Minangkabau mayoritas di Sumatera Barat, itu bukan alasan untuk mengabaikan keberadaan apalagi memarginalisasi etnik lain seperti Mentawai, Mandailing, dan Diaspora. Akan tetapi izinkan dalam tulisan ini Saya fokus kepada Minangkabau karena keterbatasan pengetahuan terhadap etnik lain. Di samping itu, menurut saya, Minangkabau memiliki ruh dan praktik baik (best practice) dalam hal “pengarusutamaan kebudayaan” bagi kehidupan holistik masyarakatnya dalam proses sejarah yang panjang.

Praktik baik yang saya maksud adalah bahwa Minangkabau menempatkan kebudayaan (adat bagi orang Minangkabau adalah kebudayaan secara utuh-Navis) sebagai arus utama dalam penataan kehidupan masyarakatnya.
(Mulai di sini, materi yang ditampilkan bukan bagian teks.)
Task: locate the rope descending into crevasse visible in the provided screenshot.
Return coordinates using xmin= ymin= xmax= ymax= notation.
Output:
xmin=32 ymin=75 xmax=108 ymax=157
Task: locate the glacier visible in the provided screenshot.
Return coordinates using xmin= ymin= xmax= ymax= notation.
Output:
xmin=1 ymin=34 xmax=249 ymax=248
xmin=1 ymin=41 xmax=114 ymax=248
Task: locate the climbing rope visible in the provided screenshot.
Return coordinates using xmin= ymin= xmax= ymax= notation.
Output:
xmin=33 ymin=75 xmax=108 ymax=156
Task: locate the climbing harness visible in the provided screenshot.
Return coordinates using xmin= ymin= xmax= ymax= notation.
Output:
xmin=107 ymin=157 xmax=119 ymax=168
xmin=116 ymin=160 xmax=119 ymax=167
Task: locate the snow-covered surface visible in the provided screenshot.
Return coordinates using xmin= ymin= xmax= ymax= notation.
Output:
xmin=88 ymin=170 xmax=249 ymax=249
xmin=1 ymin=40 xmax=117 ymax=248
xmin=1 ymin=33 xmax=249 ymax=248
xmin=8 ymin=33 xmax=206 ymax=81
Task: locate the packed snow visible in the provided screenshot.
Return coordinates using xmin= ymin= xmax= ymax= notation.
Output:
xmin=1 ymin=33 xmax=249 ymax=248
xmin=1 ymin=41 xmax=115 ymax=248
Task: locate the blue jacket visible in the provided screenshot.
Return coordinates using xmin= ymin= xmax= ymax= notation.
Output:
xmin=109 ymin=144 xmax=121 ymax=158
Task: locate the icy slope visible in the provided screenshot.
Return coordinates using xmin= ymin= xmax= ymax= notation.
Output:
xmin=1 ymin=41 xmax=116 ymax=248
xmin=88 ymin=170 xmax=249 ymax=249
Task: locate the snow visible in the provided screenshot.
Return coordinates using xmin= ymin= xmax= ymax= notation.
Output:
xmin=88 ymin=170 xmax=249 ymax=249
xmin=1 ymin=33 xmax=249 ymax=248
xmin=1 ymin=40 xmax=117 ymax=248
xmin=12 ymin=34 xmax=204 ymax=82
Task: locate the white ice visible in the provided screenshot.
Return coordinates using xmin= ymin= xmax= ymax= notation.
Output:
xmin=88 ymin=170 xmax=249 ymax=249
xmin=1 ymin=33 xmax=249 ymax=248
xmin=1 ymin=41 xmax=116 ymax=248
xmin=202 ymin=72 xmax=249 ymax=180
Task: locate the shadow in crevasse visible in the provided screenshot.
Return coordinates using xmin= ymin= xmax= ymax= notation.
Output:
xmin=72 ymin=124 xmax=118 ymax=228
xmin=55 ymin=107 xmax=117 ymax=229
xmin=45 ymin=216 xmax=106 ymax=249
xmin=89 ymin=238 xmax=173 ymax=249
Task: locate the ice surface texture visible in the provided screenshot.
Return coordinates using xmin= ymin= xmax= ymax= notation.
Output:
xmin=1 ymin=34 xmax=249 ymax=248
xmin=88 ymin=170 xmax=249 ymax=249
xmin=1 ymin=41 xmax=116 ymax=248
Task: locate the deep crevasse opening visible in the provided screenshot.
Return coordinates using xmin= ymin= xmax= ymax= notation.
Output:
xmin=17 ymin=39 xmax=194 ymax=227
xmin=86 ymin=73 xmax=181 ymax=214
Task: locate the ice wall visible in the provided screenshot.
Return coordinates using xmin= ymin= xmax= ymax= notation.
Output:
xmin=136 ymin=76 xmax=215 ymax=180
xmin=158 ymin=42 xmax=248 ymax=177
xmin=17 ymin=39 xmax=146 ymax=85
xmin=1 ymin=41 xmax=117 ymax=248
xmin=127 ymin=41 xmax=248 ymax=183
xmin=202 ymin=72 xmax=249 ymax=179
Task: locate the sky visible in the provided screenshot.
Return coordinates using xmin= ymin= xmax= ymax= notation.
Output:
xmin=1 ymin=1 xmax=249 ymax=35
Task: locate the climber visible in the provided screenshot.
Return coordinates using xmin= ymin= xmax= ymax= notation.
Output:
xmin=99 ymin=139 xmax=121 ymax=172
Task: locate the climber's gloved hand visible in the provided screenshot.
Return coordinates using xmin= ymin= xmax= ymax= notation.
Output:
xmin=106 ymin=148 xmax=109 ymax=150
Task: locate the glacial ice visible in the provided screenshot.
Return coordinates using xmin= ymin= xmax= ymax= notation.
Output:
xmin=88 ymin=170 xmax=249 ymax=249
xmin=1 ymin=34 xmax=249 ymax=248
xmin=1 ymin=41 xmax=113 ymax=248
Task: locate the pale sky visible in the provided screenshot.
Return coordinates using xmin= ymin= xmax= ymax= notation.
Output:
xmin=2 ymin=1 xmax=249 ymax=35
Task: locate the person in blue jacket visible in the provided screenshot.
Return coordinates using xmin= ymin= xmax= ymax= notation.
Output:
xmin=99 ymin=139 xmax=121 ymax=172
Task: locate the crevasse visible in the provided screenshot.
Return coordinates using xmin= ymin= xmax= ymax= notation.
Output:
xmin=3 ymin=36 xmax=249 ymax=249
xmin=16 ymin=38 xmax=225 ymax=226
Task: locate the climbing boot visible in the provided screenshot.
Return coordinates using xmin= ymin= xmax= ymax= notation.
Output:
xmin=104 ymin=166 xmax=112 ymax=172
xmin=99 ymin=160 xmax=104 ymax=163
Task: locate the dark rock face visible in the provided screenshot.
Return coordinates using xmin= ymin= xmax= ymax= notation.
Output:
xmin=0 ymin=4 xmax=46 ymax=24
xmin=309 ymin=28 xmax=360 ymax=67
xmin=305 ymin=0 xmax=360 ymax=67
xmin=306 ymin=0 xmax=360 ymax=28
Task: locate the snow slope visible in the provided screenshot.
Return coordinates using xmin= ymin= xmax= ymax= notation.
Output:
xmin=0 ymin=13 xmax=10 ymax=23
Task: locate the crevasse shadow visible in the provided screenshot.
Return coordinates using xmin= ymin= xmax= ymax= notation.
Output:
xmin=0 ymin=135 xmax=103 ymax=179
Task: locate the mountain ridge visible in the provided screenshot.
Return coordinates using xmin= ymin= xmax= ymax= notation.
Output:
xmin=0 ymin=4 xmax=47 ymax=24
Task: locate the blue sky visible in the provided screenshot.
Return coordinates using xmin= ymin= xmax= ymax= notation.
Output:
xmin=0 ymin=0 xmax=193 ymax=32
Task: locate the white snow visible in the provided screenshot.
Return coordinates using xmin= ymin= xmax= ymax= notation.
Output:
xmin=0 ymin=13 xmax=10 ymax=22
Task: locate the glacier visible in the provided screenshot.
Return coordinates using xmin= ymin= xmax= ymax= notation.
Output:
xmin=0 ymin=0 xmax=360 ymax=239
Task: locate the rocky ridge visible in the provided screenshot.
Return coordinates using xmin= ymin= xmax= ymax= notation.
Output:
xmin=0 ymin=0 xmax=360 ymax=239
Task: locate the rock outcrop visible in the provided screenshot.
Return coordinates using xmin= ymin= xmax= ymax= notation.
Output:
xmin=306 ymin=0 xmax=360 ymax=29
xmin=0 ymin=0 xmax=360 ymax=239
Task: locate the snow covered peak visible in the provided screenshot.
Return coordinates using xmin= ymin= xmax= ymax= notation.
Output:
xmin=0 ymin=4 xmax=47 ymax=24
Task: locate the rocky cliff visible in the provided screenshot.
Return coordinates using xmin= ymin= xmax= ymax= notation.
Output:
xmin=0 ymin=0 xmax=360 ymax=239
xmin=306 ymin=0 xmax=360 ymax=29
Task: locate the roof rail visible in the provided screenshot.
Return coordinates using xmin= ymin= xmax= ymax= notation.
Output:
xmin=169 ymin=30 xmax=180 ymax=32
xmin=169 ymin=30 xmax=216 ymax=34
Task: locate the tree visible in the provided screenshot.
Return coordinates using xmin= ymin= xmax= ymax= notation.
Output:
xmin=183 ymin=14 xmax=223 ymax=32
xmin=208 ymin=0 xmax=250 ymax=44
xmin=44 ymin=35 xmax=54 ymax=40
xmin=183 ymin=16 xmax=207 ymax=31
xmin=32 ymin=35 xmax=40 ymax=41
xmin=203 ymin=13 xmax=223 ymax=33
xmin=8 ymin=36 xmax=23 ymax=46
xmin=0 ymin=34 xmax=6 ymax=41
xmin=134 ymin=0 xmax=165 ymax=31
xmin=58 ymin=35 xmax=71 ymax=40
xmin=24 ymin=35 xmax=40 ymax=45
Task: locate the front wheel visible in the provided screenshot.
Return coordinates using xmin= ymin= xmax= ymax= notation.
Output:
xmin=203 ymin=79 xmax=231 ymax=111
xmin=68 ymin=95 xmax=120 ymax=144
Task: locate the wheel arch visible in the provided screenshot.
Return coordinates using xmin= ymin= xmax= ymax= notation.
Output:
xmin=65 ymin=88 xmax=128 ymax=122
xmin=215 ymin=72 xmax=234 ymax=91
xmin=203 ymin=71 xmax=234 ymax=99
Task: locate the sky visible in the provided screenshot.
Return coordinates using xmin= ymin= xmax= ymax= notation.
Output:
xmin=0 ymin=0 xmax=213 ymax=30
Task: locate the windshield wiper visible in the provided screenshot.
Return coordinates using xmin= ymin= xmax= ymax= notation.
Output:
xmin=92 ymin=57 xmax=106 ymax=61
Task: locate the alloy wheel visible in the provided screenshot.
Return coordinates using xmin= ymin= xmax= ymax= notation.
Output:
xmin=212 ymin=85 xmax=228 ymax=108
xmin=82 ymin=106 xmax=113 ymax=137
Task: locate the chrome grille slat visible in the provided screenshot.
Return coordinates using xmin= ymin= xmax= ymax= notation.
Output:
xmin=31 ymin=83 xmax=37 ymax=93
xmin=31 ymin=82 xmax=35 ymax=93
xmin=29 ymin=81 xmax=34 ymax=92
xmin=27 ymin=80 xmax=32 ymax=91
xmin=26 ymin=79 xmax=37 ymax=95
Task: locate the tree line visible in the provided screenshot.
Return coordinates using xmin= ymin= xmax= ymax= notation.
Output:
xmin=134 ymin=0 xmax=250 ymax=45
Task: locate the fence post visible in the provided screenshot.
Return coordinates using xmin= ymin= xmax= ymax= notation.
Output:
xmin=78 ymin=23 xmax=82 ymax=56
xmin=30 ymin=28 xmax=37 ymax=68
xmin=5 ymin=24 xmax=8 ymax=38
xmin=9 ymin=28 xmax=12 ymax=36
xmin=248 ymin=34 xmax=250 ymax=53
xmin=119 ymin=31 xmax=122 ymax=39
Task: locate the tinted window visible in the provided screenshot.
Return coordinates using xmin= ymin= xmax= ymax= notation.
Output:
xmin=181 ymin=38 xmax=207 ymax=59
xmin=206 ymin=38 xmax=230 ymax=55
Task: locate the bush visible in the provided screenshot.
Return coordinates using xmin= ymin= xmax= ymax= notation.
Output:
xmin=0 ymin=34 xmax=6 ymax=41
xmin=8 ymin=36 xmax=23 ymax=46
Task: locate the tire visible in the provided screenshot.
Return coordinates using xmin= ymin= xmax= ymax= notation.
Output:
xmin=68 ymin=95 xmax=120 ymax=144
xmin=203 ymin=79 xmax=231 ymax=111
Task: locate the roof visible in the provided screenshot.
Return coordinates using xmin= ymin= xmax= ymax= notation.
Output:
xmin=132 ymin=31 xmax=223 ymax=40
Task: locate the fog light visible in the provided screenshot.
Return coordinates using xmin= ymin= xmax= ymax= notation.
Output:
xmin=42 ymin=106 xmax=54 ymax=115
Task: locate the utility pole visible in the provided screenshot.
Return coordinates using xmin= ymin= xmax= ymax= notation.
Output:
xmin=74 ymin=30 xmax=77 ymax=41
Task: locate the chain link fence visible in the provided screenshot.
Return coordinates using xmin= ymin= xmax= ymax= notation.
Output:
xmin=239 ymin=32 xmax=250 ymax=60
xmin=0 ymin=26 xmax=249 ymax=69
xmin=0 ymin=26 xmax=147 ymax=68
Dalam sejarah budaya Orang Minangkabau, persoalan kebudayaan menjadi sentral perdebatan selama berabad-abad yang menghasilkan konsensus-konsensus dan sintesis-sintesis yang ideal sekaligus implementatif dalam menata kehidupan masyarakatnya. Mengapa hal itu dilakukan mereka? Jawabnya adalah karena kebudayaan itu adalah sistem nilai yang menentukan bagi standar norma, tatanan perilaku, dan produk budaya mereka. Kebudayaan sebagai sistem nilai, asas, norma, dan ketentuan-ketentuan dalam tata kehidupan bermasyarakat pada seluruh bidang dan sektor kehidupan ditetapkan dulu melalui musyawarah, dialog-dialog, dibuahkan konsensus, dihasilkan sintesis, lalu diikuti dan dilaksanakan secara konsisten, serta diajarkan dan ditauladankan melalui pendidikan.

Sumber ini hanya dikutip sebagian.